Третье по счету произведение знаменитого французского писателя Жоржа Перека (1936–1982), «Человек, который спит», было опубликовано накануне революционных событий 1968 года во Франции. Причудливая хроника отторжения внешнего мира и медленного погружения в полное отрешение, скрупулезное описание постепенного ухода от людей и вещей в зону «риторических мест безразличия» может восприниматься как программный манифест целого поколения, протестующего против идеалов общества потребления, и как автобиографическое осмысление личного утопического проекта.
Рукопись романа долгое время считалась утраченной. Через тридцать лет после смерти автора ее публикация дает возможность охватить во всей полноте многогранное творчество одного из самых значительных писателей XX века. Первый законченный роман и предвосхищает, и по-новому освещает всё, что написано Переком впоследствии. Основная коллизия разворачивается в жанре психологического детектива: виртуозный ремесленник возмечтал стать истинным творцом, победить время, переписать историю. Процесс освобождения от этой навязчивой идеи становится сюжетом романа.
Это не книжка – записи из личного дневника. Точнее только те, у которых стоит пометка «Рим». То есть они написаны в Риме и чаще всего они о Риме. На протяжении лет эти заметки о погоде, бытовые сценки, цитаты из трудов, с которыми я провожу время, были доступны только моим друзьям онлайн. Но благодаря их вниманию, увидела свет книга «Моя Италия». Так я решила издать и эти тексты: быть может, кому-то покажется занятным побывать «за кулисами» бестселлера.
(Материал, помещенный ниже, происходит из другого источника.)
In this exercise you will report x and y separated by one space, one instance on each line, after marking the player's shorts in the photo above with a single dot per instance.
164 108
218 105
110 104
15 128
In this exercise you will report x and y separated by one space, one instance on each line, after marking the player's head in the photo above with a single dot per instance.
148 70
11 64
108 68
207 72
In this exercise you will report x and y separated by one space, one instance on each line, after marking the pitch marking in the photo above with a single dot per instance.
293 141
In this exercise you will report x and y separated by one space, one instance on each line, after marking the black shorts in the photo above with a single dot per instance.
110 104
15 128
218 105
В книге рассказывается история главного героя, который сталкивается с различными проблемами и препятствиями на протяжении всего своего путешествия. По пути он встречает множество второстепенных персонажей, которые играют важные роли в истории. Благодаря опыту главного героя книга исследует такие темы, как любовь, потеря, надежда и стойкость. По мере того, как главный герой преодолевает свои трудности, он усваивает ценные уроки жизни и растет как личность.
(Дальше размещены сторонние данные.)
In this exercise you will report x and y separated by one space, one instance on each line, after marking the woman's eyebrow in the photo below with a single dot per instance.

В книге рассказывается история главного героя, который сталкивается с различными проблемами и препятствиями на протяжении всего своего путешествия. По пути он встречает множество второстепенных персонажей, которые играют важные роли в истории. Благодаря опыту главного героя книга исследует такие темы, как любовь, потеря, надежда и стойкость. По мере того, как главный герой преодолевает свои трудности, он усваивает ценные уроки жизни и растет как личность.
В книге рассказывается история главного героя, который сталкивается с различными проблемами и препятствиями на протяжении всего своего путешествия. По пути он встречает множество второстепенных персонажей, которые играют важные роли в истории. Благодаря опыту главного героя книга исследует такие темы, как любовь, потеря, надежда и стойкость. По мере того, как главный герой преодолевает свои трудности, он усваивает ценные уроки жизни и растет как личность.
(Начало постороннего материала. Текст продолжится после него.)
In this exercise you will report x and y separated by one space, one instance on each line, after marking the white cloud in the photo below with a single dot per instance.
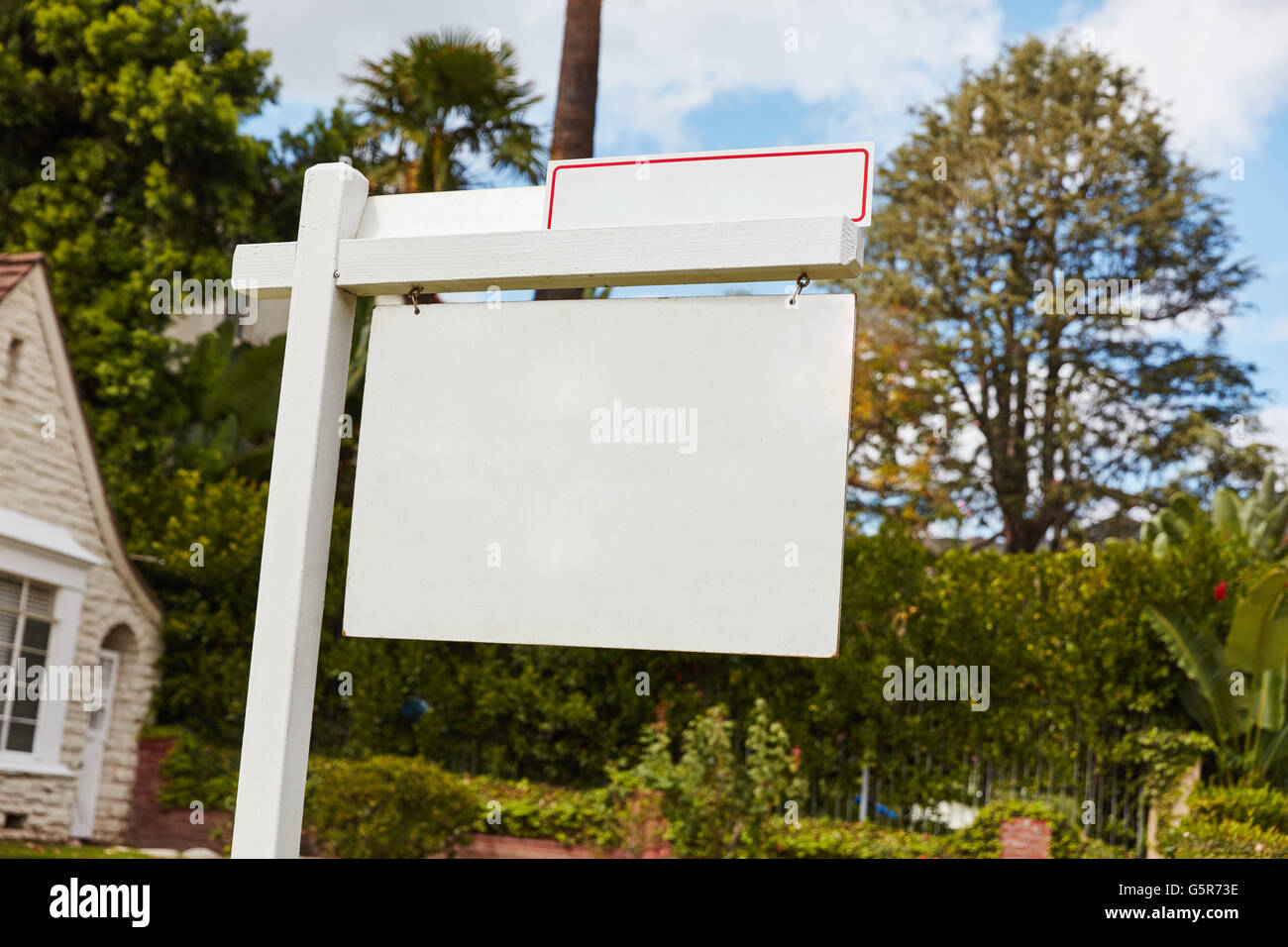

В книге рассказывается история главного героя, который сталкивается с различными проблемами и препятствиями на протяжении всего своего путешествия. По пути он встречает множество второстепенных персонажей, которые играют важные роли в истории. Благодаря опыту главного героя книга исследует такие темы, как любовь, потеря, надежда и стойкость. По мере того, как главный герой преодолевает свои трудности, он усваивает ценные уроки жизни и растет как личность.
В книге рассказывается история главного героя, который сталкивается с различными проблемами и препятствиями на протяжении всего своего путешествия. По пути он встречает множество второстепенных персонажей, которые играют важные роли в истории. Благодаря опыту главного героя книга исследует такие темы, как любовь, потеря, надежда и стойкость. По мере того, как главный герой преодолевает свои трудности, он усваивает ценные уроки жизни и растет как личность.